Related Work

The previous section described the relationship between Flask and a variety of efforts that involved capability-based systems or the interception of requests. This section describes the relationship between Flask and other efforts not previously mentioned. We focus on the research most directly related to Flask, although there are many other efforts with some relation to our work.

The security architecture of the Flask system is derived from the architecture of our previous prototype system DTOS [35], which had similar goals. However, while the DTOS security mechanisms were independent of any particular security policy, the mechanisms were not sufficiently rich to support some policies [43], especially dynamic security policies.

At the highest level of abstraction, the flexible security model for Flask is consistent with the Generalized Framework for Access Control (GFAC) [2]. However, the GFAC model assumes that all controlled operations in the system are performed in the same atomic operation in which the policy is consulted, which is very difficult to achieve in a practical system and is the primary obstacle that the Flask system has had to overcome.

The specific issue of revocation is not a new issue in operating system design, although it has received surprisingly little recognition. Multics [39] effectively provided immediate revocation of all memory permissions by invalidating segment descriptors. Redell and Fabry [42], Karger [24] and Gong [18] all describe approaches for revoking previously granted capabilities, though none were actually implemented. Spring [49] implemented a capability revocation technique, though only the capabilities were revoked, not migrated permissions. Revocation of memory permissions is naturally provided by microkernel-based systems with external paging support, such as Mach [31], though revocation is not extended to other permissions. DTOS provided the security server with the ability to remove permissions previously granted and stored in the microkernel's permission cache. However, except for memory permissions where Mach's mechanisms could be used, DTOS did not provide for revocation of migrated permissions [38].

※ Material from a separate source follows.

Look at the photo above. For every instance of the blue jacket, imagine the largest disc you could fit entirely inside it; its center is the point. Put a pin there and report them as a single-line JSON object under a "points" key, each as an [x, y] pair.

The Flask prototype is implemented within a microkernel-based operating system with hardware-enforced address space separation between processes. Several recent efforts (e.g., SPIN [5], VINO [46] and the Java protection models in [50]) have presented software-enforced process separation. The distinction is essentially irrelevant for the Flask architecture. It is essential that some form of separation between processes be provided, but the particular mechanism is not mandated by the Flask architecture. The general applicability of key aspects of the Flask architecture to other systems was concretely demonstrated by the adoption of the DTOS architecture in the security framework of SPIN [20]. Indeed, we believe the abstract Flask architecture, and the lessons it teaches, can be applied to software other than operating systems, such as middleware or distributed systems, although of course vulnerability to insecurities in the underlying operating systems would remain.